Recommendations
Recommendations
Meta hit the headlines this week, saying it’ll likely begin using “tens of trillions” of parameters to power content recommendations. The scale, it said, would make it “orders of magnitude” bigger than the largest large language models.
Cool, we guess?
Content recommendations, no doubt, work. We don’t feel compelled to even defend such a statement. The question, though, is to what extent and to what end?
Setting aside arguments over whether we’re helpless against algorithms, it’s likely we can all agree algorithmic feeds have pushed us so deep into niches that it can be hard to dig ourselves out. It’s practically fact: in Meta’s last earnings call, Mark Zuckerberg said AI recommendations in Reels increased time spent on Instagram by 24%.

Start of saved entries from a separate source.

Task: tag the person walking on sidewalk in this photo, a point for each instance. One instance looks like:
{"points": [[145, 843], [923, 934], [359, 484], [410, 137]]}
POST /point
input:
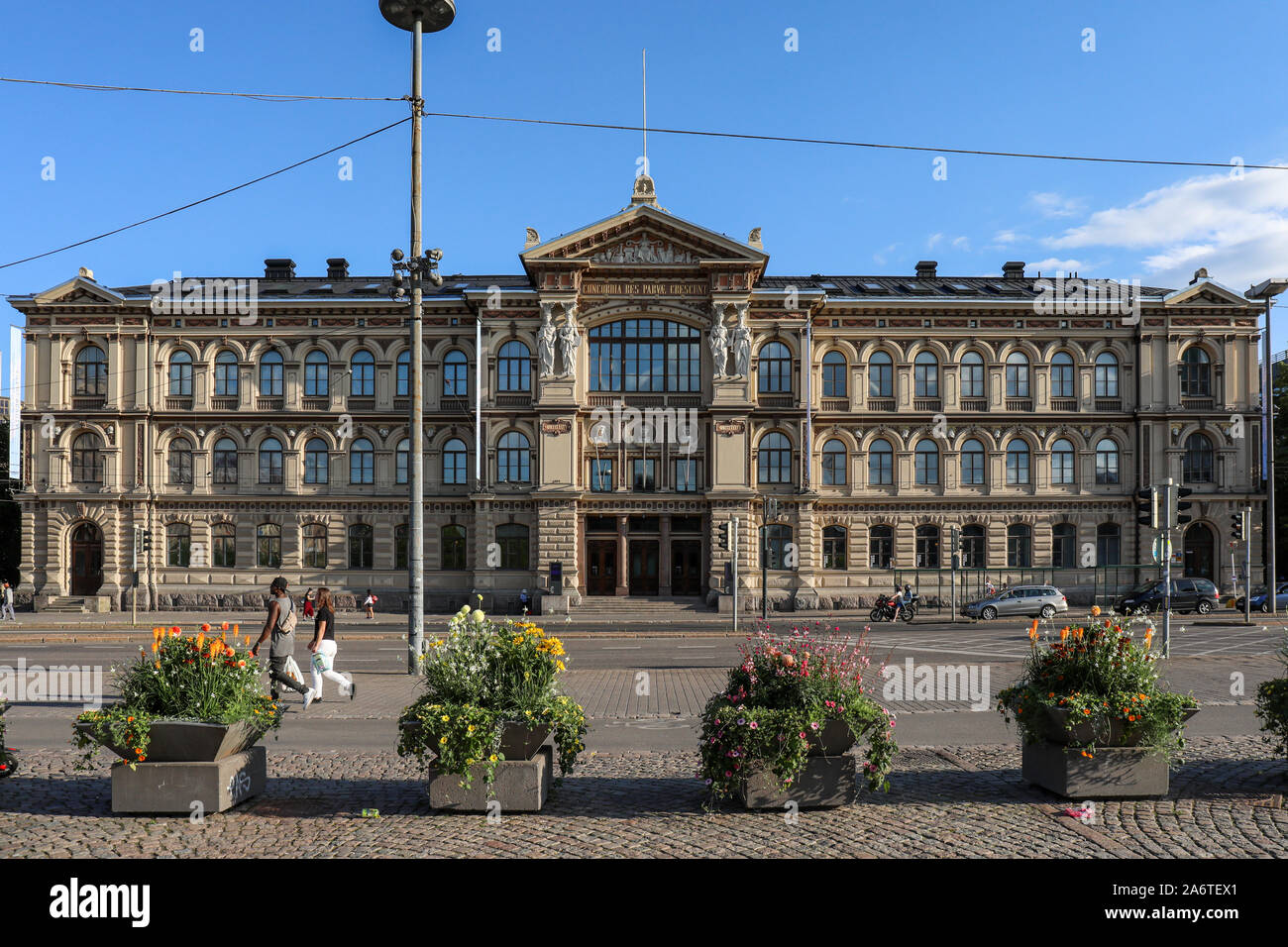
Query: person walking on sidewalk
{"points": [[279, 625], [323, 648]]}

It makes sense, then, that Meta would want to improve its recommendations. There aren’t many interesting questions to ask about why, but there are interesting questions to ask about what.
At the core, recommendations are meant to show you something you’re likely to enjoy. That’s true in social media as much as it’s true in commerce as much as it’s true in relationships.
But will a new recommendation model do the same? Or will it do something different?
Meta, in a blog post, said it’s focused on giving users insight into why certain content was recommended and better surface ways to fine tune the algorithm, so to speak.
This feels … dated?
Meta, sort of, has to play it safe right now. They spent a boatload on metaverse prepping and are climbing out of a massive hole from a stock performance perspective.
They’re staying close to shore, so to speak.
Better, easier-to-access algorithm “controls” and more transparency is nice, but they feel like features that should have existed 10 years ago. Not to mention the fact that “tens of trillions” of parameters likely means Meta can’t really tell you why you saw what you saw. The logic probably wouldn’t fit in the tool tip.
But if you do have “tens of trillions” of parameters for a new model, you probably have that many parameters for multiple models.
So, what if there were multiple models? What if users could select different models in different situations?
That’d be algorithmic control. It’d be like switching a channel.
This, really, is what TikTok got right—at least from an interface perspective. If you had multiple models to flip through as easily as flipping through videos powered by one model, you’d find an entirely new discovery mechanism.